Our structures show that a misincorporated nucleotide located in the postinsertion site can also destabilize the interface between the Thumb and Palm domains. This mobilizes the Thumb domain and sets the stage for activity switching and proofreading in Pol ε, for which we propose a three-step mechanism that is based on two intermediate conformers. The mechanism involves repeated handover of the DNA double helix inside the hand architecture of Pol ε that is coupled to forward translocation and backtracking movements, while the continuous coordination of the nascent DNA strand near its terminus guides the DNA substrate between pol and exo active sites. The mismatched substrate triggers a large movement of the Thumb domain that expulses the DNA substrate from the pol site and shifts Pol ε into a distinct Polymerase Arrest state in which further extension past the mismatch is prevented and the junction between template and nascent strands becomes destabilized through backbone distortion.
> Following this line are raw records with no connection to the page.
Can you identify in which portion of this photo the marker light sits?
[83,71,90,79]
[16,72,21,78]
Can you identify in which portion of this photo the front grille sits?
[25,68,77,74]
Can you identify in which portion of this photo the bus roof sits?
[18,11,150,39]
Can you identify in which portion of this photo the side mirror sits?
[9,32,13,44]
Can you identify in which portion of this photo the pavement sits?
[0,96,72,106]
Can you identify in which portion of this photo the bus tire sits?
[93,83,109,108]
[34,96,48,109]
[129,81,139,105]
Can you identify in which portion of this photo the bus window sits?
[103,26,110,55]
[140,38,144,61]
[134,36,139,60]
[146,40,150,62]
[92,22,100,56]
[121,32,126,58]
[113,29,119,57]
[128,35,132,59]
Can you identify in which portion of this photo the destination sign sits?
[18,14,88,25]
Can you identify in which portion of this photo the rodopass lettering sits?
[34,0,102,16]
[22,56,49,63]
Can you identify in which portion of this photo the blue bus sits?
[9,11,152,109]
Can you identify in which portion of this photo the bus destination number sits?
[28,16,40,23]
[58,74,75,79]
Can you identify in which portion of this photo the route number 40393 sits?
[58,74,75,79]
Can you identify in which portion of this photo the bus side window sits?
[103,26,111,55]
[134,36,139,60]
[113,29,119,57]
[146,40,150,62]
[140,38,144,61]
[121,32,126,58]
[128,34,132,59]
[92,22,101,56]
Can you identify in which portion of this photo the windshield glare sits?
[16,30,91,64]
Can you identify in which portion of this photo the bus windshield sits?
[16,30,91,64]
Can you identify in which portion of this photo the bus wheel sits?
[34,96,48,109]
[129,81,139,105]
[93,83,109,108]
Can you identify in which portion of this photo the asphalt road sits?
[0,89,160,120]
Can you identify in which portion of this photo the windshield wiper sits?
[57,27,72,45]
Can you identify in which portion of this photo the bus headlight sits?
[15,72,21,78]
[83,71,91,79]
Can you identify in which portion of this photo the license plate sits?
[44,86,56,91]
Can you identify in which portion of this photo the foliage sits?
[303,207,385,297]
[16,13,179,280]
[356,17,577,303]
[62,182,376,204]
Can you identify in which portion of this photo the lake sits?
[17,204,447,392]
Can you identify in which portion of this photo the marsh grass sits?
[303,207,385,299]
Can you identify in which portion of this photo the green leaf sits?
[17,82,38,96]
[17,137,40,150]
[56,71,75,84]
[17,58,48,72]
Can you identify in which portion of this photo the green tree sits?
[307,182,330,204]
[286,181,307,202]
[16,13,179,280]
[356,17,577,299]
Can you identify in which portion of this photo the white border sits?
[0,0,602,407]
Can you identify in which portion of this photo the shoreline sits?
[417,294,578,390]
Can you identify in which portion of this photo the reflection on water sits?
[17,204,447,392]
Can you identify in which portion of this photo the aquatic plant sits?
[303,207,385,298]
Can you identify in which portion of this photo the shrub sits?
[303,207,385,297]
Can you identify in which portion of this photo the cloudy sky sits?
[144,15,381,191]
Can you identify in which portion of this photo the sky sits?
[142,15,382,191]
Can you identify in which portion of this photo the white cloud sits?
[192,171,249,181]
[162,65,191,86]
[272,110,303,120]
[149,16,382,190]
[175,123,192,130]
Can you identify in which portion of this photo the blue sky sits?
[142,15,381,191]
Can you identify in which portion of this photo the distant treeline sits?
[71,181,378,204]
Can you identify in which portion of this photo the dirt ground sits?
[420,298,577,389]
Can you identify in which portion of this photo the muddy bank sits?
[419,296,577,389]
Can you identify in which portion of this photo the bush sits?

In the subsequent transition into the Frayed Substrate state, the DNA double helix is released from the tip of the Thumb and handed over to the P domain, while transient forward translocation allows the erroneous 3ʹ end to pass underneath the separating wedge helix and become physically separated from the template strand. The third step marks the transition to the Mismatch Excision conformer, in which the DNA substrate is channeled deeper into the Exo domain cavity. The transition involves a handover of the DNA from the P domain back to the Thumb combined with a 1-bp backtracking movement of Pol ε, which results in the separation of a third base pair between nascent strand and template. Unlike most B-family Pols, Pol ε lacks the extended β-hairpin loop that was proposed to stabilize the nascent strand in the exo site and aid in processivity during proofreading (Extended Data Fig. 2h)17,49,60. Instead, our data reveal a substantial involvement of the unique P domain that, together with the Thumb, channels the erroneous base toward the exo site to position Pol ε for mismatch excision.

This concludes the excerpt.